Kamis. Siang. Pukul 13.00. Lebih sedikit, sih. Aku biasanya malas menghadiri kelas yang diampu dosen waliku ini. Kuliah seharusnya membahas tentang materi praksis pembangunan. Namun pada prakteknya, kuliah justru dimanfaatkan mahasiswa untuk mempresentasikan rencana tesis masing-masing. Sekaligus ajang curhat.
Bagus, sih, sebenarnya. Minimal, mahasiswa dilatih dulu dengan simulasi sidang di depan kelas. Mahasiswa-mahasiswa yang sudah siap dengan rencana penelitian tesis diminta melakukan presentasi yang dilanjutkan dengan diskusi oleh seisi kelas.
Ada tiga hal yang membuatku malas menghadiri kelas ini. Pertama, kehadiran tidak terlalu penting. Jadi, buat apa aku hadir dan mengisi daftar kehadiran kalau ternyata itu tidak ada gunanya?

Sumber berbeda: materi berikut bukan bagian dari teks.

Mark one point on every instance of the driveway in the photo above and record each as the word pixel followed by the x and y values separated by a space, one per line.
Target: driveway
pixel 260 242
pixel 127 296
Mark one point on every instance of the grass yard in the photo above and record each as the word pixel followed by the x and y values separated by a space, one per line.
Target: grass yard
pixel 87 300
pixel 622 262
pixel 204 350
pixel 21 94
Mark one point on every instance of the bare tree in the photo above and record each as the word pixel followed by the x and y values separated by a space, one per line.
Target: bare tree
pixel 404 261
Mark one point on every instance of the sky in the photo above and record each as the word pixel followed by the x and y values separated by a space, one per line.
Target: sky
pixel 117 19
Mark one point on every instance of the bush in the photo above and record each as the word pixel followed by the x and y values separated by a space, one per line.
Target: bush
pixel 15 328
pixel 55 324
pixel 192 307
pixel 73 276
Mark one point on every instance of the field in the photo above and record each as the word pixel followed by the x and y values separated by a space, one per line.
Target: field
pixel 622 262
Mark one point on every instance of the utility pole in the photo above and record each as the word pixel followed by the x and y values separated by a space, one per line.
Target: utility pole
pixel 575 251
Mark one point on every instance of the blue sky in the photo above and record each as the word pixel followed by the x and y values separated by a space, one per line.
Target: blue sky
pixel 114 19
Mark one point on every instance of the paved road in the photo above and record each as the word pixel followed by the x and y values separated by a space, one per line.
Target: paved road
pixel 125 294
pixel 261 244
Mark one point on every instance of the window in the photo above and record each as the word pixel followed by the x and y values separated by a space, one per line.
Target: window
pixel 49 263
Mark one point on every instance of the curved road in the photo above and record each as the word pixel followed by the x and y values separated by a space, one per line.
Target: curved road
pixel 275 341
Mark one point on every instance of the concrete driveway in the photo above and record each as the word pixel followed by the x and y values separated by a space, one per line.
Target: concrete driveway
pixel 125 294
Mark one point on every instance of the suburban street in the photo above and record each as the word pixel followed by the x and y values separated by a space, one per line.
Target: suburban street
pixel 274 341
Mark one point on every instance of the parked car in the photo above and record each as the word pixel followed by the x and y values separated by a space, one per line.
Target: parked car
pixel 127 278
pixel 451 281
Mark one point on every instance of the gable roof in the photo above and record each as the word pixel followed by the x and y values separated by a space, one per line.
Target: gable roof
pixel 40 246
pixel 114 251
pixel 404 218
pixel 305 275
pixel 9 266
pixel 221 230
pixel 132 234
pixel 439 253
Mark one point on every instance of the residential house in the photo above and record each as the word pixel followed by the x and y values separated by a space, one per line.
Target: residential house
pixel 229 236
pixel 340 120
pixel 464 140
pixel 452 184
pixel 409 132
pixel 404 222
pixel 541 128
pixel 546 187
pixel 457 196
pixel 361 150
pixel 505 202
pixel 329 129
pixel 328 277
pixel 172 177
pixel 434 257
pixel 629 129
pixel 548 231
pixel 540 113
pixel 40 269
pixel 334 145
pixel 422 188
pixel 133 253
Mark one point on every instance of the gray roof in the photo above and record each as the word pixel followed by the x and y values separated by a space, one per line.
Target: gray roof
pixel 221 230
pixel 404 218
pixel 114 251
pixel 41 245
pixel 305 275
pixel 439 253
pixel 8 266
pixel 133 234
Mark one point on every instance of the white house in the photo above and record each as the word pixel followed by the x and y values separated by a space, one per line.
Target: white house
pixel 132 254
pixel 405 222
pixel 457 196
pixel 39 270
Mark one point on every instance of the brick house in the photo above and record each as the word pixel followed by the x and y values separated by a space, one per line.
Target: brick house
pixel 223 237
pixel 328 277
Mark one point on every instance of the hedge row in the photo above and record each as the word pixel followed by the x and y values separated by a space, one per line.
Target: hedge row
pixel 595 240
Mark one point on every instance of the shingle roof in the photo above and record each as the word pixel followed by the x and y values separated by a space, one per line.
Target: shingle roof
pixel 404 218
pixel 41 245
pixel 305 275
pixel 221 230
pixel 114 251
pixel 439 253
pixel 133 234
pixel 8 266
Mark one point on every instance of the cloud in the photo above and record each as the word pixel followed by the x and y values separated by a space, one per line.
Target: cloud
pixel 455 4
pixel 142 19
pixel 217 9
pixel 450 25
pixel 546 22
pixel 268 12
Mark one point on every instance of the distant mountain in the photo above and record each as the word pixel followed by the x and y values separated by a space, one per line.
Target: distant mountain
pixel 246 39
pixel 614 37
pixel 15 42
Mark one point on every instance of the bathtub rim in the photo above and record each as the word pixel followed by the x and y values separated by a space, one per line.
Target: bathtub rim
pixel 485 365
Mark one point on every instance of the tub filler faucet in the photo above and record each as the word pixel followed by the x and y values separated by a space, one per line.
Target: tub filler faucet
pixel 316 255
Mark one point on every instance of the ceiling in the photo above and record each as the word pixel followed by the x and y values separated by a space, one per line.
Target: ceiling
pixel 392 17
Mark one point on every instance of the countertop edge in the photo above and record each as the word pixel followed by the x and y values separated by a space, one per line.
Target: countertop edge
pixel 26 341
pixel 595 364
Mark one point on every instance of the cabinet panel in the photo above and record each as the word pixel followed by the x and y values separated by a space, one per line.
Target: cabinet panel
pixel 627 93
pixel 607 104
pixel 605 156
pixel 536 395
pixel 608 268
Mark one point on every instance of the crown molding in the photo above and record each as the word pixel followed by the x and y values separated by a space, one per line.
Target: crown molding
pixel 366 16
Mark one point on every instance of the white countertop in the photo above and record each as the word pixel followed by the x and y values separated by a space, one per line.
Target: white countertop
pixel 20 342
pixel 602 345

Kedua, aku belum siap dengan rencana penelitianku. Ada, sih, gambarannya. Akan tetapi aku belum terlalu yakin. Aku pernah suatu kali jalan-jalan dan tersesat di pantai selatan Yogyakarta, lalu menemukan sesuatu yang sangat menarik di sana (menurutku). Bangunan kincir angin dan panel surya, dan penjaga gedung kecil ramah yang mengatakan tentang proyek energi terbarukan. Hanya saja, aku belum ada gambaran untuk melihat dari sisi yang mana. Jadi, aku tidak percaya diri kalau harus mempresentasikannya di depan kelas.
Ketiga, yah, apalagi kalau bukan karena tabiat dosen waliku yang sangat suka mendeterminasi mahasiswa … ehm … bahasa gampangnya mem-bully. Dosen waliku ini sangat suka berdebat. Hobinya memutar-mutar argumen. Setiap komentar yang keluar dari mulut mahasiswa pasti dibantahnya, diputarbalikkan, dijungkirbalikkan, dikocok-kocok sampai mahasiswanya pusing sendiri.

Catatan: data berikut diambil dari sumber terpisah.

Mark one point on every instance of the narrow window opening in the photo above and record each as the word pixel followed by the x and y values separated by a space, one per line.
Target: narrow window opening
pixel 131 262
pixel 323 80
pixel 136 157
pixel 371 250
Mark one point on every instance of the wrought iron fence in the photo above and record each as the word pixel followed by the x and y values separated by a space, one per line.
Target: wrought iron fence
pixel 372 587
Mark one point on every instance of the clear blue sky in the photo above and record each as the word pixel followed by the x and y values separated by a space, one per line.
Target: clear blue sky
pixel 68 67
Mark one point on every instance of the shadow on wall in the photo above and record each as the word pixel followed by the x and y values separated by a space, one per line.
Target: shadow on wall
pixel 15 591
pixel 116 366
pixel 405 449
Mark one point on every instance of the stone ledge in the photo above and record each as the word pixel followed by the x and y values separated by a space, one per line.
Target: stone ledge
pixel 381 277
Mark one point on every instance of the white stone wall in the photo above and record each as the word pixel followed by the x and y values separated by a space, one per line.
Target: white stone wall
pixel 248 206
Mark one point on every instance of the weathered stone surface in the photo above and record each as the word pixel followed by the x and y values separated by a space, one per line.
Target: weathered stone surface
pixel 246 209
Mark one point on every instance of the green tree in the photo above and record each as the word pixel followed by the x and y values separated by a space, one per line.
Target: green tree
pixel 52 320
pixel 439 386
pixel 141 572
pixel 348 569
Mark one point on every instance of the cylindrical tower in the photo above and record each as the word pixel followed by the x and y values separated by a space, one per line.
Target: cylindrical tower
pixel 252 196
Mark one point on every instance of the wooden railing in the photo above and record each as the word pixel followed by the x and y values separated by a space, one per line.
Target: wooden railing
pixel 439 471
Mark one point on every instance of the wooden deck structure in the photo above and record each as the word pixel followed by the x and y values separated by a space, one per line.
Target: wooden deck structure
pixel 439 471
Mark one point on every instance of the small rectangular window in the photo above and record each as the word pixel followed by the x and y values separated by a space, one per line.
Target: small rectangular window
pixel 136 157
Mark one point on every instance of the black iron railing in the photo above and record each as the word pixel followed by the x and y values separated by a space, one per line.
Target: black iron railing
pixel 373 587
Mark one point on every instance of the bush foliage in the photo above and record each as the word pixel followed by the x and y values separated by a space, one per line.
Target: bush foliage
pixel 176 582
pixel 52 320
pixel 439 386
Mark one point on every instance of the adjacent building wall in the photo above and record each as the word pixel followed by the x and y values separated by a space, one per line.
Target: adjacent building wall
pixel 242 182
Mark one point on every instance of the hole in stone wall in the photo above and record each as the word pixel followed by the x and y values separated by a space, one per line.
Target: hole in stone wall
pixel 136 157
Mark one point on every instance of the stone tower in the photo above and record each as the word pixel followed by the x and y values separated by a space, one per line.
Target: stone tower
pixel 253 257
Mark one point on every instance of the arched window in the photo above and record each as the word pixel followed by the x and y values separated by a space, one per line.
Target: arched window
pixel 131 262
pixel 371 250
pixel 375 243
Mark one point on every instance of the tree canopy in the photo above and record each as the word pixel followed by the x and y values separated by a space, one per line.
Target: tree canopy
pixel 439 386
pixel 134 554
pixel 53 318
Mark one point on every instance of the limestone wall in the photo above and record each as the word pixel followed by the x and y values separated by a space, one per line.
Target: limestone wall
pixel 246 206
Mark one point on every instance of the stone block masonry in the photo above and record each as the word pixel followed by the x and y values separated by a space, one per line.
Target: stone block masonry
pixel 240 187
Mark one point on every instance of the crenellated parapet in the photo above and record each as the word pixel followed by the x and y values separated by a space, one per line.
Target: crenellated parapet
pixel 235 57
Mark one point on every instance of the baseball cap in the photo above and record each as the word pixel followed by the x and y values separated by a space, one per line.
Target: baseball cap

Mata kuliah ini sendiri rasanya baru satu kali aku hadiri. Eh … atau dua kali, ya? Aku lupa. Namun, pastinya sangat jarang. Karena aku juga memang malas. Hanya saja, kejadian kemarin cukup membuatku shock dan untuk pertama kalinya, aku membutuhkan nasehat dari dosen waliku ini.

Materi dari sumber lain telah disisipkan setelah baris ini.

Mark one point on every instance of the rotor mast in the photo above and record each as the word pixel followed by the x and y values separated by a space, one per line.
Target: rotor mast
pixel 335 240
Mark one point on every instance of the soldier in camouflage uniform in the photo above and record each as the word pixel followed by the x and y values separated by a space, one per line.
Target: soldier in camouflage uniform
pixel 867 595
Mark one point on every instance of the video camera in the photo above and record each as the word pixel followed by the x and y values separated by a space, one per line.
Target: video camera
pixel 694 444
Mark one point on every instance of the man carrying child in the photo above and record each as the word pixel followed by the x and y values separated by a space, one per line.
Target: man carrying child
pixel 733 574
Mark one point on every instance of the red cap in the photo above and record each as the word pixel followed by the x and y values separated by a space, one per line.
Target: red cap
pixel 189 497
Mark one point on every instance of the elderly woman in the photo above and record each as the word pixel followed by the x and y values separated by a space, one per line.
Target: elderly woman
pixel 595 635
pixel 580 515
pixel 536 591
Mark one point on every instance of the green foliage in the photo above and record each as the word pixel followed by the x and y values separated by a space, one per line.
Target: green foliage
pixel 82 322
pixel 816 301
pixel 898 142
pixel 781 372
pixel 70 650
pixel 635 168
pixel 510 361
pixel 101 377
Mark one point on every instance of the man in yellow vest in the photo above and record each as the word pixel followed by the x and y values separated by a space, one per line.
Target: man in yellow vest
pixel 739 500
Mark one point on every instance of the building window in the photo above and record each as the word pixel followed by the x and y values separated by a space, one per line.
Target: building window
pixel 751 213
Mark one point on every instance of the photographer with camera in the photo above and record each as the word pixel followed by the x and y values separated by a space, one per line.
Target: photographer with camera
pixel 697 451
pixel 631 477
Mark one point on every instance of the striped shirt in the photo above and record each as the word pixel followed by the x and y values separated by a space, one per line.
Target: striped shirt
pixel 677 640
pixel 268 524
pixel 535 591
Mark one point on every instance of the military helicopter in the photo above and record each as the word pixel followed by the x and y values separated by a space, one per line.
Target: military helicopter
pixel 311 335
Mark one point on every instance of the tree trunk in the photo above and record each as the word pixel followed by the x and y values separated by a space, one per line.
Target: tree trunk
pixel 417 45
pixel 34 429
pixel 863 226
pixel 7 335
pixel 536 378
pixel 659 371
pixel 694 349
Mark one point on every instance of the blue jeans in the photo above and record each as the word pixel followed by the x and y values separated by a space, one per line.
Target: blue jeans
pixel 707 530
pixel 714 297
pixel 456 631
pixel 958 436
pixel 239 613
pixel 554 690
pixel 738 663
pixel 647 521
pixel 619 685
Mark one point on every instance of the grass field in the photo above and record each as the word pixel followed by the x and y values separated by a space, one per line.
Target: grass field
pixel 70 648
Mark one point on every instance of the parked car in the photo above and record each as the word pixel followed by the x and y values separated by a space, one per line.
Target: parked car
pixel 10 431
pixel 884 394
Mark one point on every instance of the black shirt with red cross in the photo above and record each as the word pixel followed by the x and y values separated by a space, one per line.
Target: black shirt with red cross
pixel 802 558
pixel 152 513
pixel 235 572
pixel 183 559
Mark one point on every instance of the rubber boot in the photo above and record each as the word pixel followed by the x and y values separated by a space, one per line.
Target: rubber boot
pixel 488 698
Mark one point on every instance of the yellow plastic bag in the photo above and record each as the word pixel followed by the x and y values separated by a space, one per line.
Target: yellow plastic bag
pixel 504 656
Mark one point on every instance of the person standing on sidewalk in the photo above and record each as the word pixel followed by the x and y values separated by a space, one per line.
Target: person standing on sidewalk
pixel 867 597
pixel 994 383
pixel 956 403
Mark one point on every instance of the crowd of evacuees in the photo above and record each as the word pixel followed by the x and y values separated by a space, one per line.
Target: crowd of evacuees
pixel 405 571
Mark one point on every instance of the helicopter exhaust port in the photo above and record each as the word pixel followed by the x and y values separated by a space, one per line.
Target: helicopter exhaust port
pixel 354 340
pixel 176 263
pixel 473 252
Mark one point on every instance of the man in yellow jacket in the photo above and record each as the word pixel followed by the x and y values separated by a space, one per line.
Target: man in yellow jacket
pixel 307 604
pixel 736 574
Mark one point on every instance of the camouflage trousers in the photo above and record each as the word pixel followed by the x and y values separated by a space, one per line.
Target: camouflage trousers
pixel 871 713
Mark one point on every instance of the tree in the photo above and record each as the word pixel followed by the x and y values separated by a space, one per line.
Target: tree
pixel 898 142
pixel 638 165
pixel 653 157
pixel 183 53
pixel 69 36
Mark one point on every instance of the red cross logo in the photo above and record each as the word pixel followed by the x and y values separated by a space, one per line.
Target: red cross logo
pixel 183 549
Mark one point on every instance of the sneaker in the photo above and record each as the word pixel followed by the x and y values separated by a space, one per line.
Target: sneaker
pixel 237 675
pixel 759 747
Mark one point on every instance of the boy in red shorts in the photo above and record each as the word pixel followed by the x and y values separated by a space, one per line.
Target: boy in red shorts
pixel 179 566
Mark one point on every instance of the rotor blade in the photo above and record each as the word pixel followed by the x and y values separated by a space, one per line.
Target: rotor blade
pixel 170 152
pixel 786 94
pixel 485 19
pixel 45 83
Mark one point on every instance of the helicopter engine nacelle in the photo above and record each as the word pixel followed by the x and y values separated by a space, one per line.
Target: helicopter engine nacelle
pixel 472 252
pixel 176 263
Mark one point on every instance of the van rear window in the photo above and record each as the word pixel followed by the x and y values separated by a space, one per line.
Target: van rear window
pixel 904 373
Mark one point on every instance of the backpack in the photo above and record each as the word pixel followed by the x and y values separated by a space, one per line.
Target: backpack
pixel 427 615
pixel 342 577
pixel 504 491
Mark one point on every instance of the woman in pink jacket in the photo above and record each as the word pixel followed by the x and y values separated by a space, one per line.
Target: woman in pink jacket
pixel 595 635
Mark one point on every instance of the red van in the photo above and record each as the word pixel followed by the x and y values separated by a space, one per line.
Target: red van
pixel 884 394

“Wah, ada mahasiswa baru, nih, sepertinya.” Dosen waliku langsung berkata begitu melihatku masuk kelas dan duduk di bangku paling belakang.
Seisi kelas menoleh. Aku hanya tersenyum.
“Kamu masih hidup rupanya?” sindir dosen waliku, dengan gaya nyinyir yang menyebalkan—seperti biasa!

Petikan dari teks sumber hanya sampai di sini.